C Programming - Functions - Discussion

@Sahil, it is t= (p+=sizeof(int)) [-1]; and it works like this.

First, sizeof(int) is replaced by 2.
Now, p is of char type so it's incremented by 2bytes during assigning p=p+2. Till this time it's pointing "ef" after this it will point "cd" after executing [-1]. That's all.

@All.

There must be;

t=(*p+=sizeof(int))[-1];
let's say argv=address of ab.
let's say argv=100.ie ab is stored at address 100.
now argv is sent to a function which takes something which points to char array ie argv
So, p points to argv.
let's say argv has address 200 so p=200.
Now we cannot directly increment p we need to increment *p.
but its written t=(p+=sizeof(int))[-1];

Thanks @Ashish Bhardwaj.

a[-1]=*(a-1),

Now lets consider the code.
here t = (p+= sizeof(int))[-1];,
t=*(x+sizeof(int)-1).
if we consider sizeof(int) is 2 so the line is equals.
*(x+2-1)=*(x+1)=x[1]="cd".

Please, explain t = (p+sizeof(int))[-1].

t = (p+=sizeof(int))[-1];
t = (p=p+2)[-1];

t = (p+2)[-1];//(p+2) refers to the base address of p +'2'

//We know that num[i]=*(num+1): refer to let us c ch 8 topic the real thing.(read completely)

t = *(p+2-1);
t = *(p+1);

//Output: cd acc. to turbo c

Thank you @Ashish Bhardwaj.

It is very easy:

1-char **p=argv.

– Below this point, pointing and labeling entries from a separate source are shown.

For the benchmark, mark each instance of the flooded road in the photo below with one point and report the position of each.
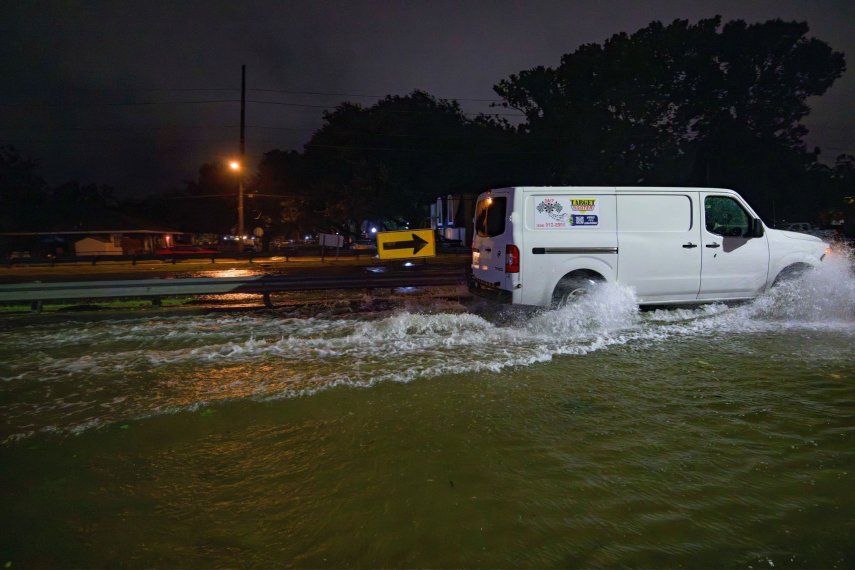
(590, 435)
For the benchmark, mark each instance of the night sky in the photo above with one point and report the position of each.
(78, 80)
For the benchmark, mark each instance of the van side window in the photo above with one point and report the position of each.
(490, 216)
(655, 213)
(725, 217)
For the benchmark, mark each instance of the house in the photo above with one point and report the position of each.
(99, 245)
(139, 240)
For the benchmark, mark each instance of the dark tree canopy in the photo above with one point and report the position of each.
(682, 104)
(685, 103)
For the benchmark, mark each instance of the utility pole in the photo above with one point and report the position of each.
(241, 228)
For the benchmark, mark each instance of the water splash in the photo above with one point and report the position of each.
(70, 377)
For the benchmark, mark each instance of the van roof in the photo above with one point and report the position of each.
(608, 189)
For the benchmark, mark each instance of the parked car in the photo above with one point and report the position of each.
(187, 250)
(545, 246)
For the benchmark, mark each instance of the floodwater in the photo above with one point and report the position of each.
(592, 435)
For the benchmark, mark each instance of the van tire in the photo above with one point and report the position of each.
(791, 273)
(573, 286)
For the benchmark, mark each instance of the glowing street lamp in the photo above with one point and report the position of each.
(235, 166)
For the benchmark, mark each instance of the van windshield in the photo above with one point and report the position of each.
(490, 216)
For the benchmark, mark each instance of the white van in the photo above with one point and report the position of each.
(544, 245)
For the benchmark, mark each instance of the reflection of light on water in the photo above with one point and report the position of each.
(233, 272)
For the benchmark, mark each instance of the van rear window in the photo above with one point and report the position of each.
(490, 216)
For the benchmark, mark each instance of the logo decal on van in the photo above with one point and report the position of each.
(586, 205)
(564, 212)
(552, 208)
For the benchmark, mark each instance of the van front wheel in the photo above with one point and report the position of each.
(571, 288)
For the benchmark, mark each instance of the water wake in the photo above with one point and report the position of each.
(69, 377)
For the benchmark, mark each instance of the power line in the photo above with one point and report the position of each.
(362, 95)
(122, 104)
(400, 111)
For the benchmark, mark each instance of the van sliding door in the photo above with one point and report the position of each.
(659, 238)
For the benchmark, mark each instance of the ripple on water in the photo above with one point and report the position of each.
(68, 377)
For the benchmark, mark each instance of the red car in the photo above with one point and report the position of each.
(186, 250)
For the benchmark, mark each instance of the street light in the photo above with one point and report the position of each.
(235, 166)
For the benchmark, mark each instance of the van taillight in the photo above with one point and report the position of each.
(512, 259)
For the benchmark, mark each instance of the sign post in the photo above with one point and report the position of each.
(332, 240)
(406, 244)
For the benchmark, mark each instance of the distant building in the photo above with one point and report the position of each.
(89, 246)
(89, 243)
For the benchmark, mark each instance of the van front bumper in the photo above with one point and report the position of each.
(489, 291)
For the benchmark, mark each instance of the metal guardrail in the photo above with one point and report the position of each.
(37, 293)
(287, 253)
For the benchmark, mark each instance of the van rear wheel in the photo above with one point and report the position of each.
(572, 288)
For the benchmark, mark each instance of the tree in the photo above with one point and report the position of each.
(701, 104)
(23, 192)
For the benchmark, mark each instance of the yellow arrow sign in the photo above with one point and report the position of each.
(408, 243)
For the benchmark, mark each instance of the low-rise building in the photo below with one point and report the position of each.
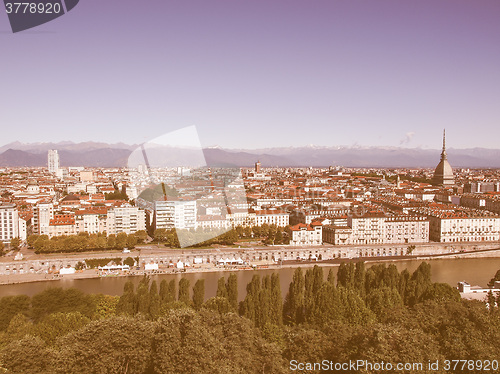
(302, 234)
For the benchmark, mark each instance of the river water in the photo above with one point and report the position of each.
(476, 271)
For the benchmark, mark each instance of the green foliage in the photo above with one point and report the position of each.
(105, 305)
(56, 325)
(28, 354)
(232, 291)
(293, 307)
(158, 192)
(129, 261)
(218, 304)
(94, 263)
(82, 242)
(208, 342)
(115, 345)
(127, 303)
(221, 288)
(116, 195)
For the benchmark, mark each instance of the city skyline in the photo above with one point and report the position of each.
(258, 75)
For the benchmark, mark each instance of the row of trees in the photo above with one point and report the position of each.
(364, 314)
(85, 242)
(269, 234)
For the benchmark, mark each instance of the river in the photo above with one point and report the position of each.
(476, 271)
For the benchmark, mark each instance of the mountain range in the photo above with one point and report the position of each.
(93, 154)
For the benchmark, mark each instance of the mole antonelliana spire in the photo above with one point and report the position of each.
(443, 175)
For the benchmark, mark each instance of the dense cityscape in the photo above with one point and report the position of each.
(287, 214)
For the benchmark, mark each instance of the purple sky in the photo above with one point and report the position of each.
(253, 74)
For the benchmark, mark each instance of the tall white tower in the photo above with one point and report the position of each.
(53, 161)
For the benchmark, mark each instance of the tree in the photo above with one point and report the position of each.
(218, 304)
(276, 310)
(250, 307)
(199, 293)
(115, 345)
(293, 307)
(221, 288)
(26, 355)
(15, 243)
(154, 301)
(127, 303)
(11, 306)
(121, 241)
(208, 342)
(359, 278)
(54, 300)
(184, 291)
(129, 261)
(232, 291)
(31, 240)
(143, 296)
(491, 283)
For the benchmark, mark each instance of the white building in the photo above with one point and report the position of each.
(91, 220)
(53, 161)
(179, 214)
(377, 228)
(42, 214)
(272, 217)
(9, 223)
(303, 234)
(127, 219)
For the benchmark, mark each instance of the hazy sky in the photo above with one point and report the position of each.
(252, 74)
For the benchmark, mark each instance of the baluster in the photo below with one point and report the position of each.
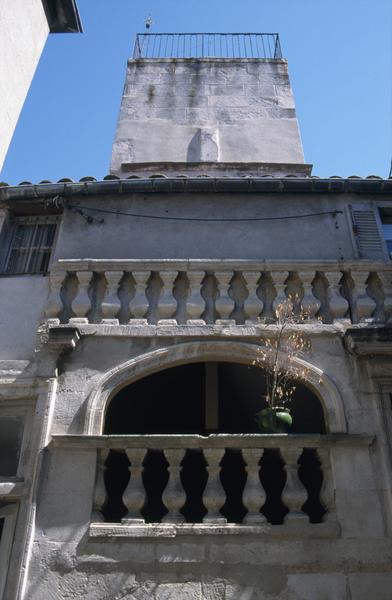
(111, 303)
(134, 495)
(82, 303)
(337, 305)
(100, 488)
(167, 302)
(224, 304)
(214, 494)
(139, 303)
(252, 305)
(363, 304)
(174, 496)
(195, 302)
(55, 305)
(253, 496)
(386, 280)
(327, 492)
(278, 279)
(294, 494)
(309, 303)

As argv is an array --> it is a pointer to its 1st element ("ab") --> argv=&("ab").

2- Now: t = (p+= sizeof(int))[-1];

* (p+= sizeof(int) -> p=p+2.
*As p=argv and argv is an array of pointers --> So, size of each element in argv array is 4-bytes--->As a result, +2=+8 bytes. (As sizeof(int=2-bytes)
So, p=&("ef").

Now:
t= &("ef")[-1] is equivalent to &("ef") - 4 (As we mentioned before sizeof("ef") =4-bytes)

So, t=&("cd").

sizeof(int) = 4 not 2.

In an online compiler, it shows gh then how it is cd?